Note that squashfs performs optimized LZMA compression - shipping
precompressed artifacts in rootfs would actually increase the image size
due to double compression overhead.

> With the ability to serve precompressed static content we can switch
> icons from png to svg and this can save up to 10% of space.

I doubt that. So far my LZMA compression tests have shown that
precompressing content will not really result in an effective size
decrease after squashfs/lzma.
> All this allows us to decrease luci size at least twice.

Not really, at most in a single digit percent range - if at all.

> We can go further and rewrite Luci itself i.e. complete the Luci2
> project: get rid off Lua dependency and use JSON-RPC over ubus.

Patches for this are very welcome.

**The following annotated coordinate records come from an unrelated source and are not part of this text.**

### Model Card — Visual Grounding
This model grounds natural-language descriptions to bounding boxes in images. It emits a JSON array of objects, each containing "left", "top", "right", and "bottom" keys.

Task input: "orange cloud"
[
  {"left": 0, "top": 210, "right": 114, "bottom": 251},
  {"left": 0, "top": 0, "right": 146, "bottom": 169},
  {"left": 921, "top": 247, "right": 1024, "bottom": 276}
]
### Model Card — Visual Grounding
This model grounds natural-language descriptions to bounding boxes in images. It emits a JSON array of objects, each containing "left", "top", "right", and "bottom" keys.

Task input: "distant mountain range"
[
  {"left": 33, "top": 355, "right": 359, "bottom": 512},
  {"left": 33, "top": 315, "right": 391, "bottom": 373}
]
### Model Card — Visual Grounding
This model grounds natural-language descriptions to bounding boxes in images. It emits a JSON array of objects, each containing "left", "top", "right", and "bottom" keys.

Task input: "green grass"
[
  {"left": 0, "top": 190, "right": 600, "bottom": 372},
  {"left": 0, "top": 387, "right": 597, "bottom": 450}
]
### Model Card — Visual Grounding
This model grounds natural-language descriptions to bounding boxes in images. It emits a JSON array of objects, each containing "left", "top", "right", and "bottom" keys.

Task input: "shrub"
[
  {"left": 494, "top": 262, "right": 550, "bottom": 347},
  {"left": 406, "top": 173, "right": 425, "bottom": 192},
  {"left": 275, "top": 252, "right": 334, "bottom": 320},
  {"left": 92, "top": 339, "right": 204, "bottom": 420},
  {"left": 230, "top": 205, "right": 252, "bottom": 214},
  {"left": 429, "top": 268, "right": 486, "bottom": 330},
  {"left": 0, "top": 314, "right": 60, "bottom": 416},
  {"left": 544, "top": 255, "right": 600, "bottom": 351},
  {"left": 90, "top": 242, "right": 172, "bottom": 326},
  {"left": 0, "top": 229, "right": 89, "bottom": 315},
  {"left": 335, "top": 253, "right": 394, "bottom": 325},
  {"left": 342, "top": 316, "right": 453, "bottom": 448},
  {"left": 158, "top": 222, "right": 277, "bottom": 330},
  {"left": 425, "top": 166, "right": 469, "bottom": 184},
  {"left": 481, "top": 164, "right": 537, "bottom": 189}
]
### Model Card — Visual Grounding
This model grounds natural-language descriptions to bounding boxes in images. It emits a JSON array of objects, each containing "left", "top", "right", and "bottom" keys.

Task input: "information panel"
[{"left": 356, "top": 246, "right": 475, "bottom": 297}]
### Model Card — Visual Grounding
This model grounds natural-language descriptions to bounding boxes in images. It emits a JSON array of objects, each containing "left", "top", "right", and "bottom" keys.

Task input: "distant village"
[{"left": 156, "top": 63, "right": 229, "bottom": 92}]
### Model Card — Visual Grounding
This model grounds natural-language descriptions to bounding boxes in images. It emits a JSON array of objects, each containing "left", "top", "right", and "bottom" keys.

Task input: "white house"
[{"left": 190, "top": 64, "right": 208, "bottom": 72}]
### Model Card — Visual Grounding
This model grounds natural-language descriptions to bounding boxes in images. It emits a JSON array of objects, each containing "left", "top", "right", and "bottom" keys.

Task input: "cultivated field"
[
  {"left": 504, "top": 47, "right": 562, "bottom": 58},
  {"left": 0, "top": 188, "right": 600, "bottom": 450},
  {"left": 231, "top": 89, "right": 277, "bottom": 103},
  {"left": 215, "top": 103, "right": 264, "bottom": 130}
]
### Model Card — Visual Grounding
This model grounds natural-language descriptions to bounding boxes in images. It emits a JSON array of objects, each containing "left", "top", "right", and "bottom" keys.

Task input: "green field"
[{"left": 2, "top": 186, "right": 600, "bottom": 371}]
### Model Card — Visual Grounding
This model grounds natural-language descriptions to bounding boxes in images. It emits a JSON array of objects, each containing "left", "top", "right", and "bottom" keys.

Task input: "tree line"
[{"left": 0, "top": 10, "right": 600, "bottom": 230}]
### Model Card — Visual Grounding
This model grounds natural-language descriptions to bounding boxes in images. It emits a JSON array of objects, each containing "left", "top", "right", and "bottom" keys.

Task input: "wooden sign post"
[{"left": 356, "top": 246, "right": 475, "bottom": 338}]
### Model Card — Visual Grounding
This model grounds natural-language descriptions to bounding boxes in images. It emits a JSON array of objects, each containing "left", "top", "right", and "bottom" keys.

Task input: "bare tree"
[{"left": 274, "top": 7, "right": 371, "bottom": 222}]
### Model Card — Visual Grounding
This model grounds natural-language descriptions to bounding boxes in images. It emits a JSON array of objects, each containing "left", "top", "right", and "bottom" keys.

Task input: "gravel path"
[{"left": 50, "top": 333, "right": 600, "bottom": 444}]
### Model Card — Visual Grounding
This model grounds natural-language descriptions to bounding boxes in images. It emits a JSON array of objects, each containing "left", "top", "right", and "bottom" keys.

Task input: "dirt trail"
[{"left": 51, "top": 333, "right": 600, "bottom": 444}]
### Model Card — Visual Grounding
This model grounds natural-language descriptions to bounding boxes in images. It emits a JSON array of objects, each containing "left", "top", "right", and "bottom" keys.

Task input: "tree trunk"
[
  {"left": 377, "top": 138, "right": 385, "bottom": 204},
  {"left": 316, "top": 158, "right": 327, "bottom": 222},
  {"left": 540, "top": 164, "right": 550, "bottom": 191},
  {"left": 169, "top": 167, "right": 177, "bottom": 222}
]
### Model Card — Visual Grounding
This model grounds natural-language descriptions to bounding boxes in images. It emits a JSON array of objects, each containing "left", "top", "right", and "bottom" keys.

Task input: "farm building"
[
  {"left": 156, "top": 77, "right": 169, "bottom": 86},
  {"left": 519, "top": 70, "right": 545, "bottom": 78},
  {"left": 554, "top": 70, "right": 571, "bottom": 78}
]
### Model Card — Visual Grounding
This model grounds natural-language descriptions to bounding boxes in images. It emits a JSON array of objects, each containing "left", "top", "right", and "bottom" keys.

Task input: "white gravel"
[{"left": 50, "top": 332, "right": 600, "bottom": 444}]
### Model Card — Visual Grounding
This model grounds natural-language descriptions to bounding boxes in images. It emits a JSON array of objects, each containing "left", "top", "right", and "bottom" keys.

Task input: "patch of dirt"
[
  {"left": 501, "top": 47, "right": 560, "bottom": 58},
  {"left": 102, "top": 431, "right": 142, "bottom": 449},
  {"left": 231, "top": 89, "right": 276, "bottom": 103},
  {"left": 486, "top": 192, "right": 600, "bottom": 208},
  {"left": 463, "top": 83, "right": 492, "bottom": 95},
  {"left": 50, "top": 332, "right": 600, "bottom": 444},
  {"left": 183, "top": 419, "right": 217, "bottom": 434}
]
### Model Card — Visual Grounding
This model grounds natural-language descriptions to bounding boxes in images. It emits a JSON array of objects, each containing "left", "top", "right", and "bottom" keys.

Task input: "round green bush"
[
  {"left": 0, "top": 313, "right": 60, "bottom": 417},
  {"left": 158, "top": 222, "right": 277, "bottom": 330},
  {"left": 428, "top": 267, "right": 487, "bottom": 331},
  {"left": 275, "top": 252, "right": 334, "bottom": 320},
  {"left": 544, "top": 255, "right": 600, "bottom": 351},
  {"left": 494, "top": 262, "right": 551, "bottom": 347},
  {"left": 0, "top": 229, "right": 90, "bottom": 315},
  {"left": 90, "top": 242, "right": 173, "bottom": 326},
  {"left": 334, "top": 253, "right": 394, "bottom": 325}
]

From what I learned so far, the space
required to store all the modern day web framework dependencies will
easily outweigh the ~70KB liblua + ~5KB lua runtime footprint. I've seen
CSS scaffholdings and JS polyfills requiring more space than the entire
Lua runtime.

> But even this may be not needed: For Tp-Link recently was released a
> mobile app Tether to control a router https://www.tp-link.com/us/tether/

This would imply both tying OpenWrt to a proprietary app and limiting
its configuration to whatever settings that happen to be exposed by it -
this hardly sounds like a viable solution to me.

> We can try to reverse engineer the protocol of the mobile app and
> implement it. Given that users can remove Luci and use the app to
> configure the router.

I don't think that attempting to accommodate proprietary vendor
configuration protocols is going to help in significantly reducing the
storage footprint in future OpenWrt versions.

> So what I trying to say: sometimes the lack of space may mean that
> architecture can be improved. Then it's better to fix that or wait until
> it will be eventually fixed.

LuCI master was recently further modularized to allow installing only
the components wanted/needed to support certain functions, this could
already help to reduce the footprint in some scenarios.

> Smaller software is usually works faster so that's a good property to
> keep even for larger devices.

I'm with you here, but building small software and actively avoiding all
the libraries/bloat floating around takes effort and dedication, which
is scarce, especially for the rather uncommon use-cases targeted by OpenWrt.